Structured Exploration and Exploitation of Label Functions for Automated Data Annotation

arXiv cs.AI / 4/13/2026

💬 OpinionSignals & Early TrendsIdeas & Deep AnalysisModels & Research

共有:

Key Points

The paper addresses the challenge of costly, error-prone manual annotation by using label functions (heuristic rules) to generate weak labels automatically for ML training.
It argues that prior automated label-function generation methods can suffer from limited coverage and unreliable quality, especially when relying on surface-level LLM heuristics or constrained primitive-based synthesis.
The proposed EXPONA framework treats LF generation as a structured process that balances diversity (exploring multi-level LFs across surface, structural, and semantic views) with reliability (suppressing noisy or redundant heuristics).
Experiments on eleven classification datasets show EXPONA achieves up to 98.9% label coverage, improves weak label quality by up to 87%, and improves downstream weighted F1 by up to 46% versus state-of-the-art methods.
Overall, the results suggest that multi-level exploration plus reliability-aware filtering can produce more consistent weak-label sets and better downstream task performance across diverse domains.

Abstract

High-quality labeled data is critical for training reliable machine learning and deep learning models, yet manual annotation remains costly and error-prone.

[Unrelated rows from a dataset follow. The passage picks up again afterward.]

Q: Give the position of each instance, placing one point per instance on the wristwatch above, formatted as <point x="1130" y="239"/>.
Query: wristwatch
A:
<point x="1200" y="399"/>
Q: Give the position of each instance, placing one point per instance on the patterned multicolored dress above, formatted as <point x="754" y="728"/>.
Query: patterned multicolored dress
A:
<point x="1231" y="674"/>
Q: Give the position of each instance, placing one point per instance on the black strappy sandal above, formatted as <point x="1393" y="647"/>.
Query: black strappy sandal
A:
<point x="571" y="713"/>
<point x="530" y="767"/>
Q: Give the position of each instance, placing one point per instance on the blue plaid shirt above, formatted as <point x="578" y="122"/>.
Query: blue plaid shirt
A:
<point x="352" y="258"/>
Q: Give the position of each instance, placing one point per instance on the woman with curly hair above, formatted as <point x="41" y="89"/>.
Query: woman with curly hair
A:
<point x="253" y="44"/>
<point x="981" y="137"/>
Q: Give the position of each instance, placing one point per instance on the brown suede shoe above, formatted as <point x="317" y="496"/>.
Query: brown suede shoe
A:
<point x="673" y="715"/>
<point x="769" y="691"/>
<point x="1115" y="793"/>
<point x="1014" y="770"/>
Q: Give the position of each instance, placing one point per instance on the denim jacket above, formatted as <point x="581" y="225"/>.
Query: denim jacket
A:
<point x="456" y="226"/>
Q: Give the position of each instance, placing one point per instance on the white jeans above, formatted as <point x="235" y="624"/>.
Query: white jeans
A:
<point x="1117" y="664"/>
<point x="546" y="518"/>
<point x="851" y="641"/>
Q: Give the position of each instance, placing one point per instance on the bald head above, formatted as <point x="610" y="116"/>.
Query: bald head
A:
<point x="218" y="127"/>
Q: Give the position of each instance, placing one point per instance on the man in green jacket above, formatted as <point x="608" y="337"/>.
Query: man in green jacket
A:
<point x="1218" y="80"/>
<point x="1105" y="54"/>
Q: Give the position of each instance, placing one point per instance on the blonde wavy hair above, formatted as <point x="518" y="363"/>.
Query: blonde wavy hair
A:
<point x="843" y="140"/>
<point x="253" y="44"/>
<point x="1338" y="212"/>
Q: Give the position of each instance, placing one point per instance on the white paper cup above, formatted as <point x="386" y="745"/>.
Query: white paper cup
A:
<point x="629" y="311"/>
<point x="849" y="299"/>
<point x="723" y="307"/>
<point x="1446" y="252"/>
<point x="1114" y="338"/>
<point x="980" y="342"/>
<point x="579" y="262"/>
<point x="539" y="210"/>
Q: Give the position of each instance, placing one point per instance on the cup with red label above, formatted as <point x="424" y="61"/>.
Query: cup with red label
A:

Programmatic labeling addresses this challenge by using label functions (LFs), i.e., heuristic rules that automatically generate weak labels for training datasets. However, existing automated LF generation methods either rely on large language models (LLMs) to synthesize surface-level heuristics or employ model-based synthesis over hand-crafted primitives. These approaches often result in limited coverage and unreliable label quality. In this paper, we introduce EXPONA, an automated framework for programmatic labeling that formulates LF generation as a principled process balancing diversity and reliability. EXPONA systematically explores multi-level LFs, spanning surface, structural, and semantic perspectives. EXPONA further applies reliability-aware mechanisms to suppress noisy or redundant heuristics while preserving complementary signals. To evaluate EXPONA, we conducted extensive experiments on eleven classification datasets across diverse domains. Experimental results show that EXPONA consistently outperformed state-of-the-art automated LF generation methods. Specifically, EXPONA achieved nearly complete label coverage (up to 98.9%), improved weak label quality by up to 87%, and yielded downstream performance gains of up to 46% in weighted F1. These results indicate that EXPONA's combination of multi-level LF exploration and reliability-aware filtering enabled more consistent label quality and downstream performance across diverse tasks by balancing coverage and precision in the generated LF set.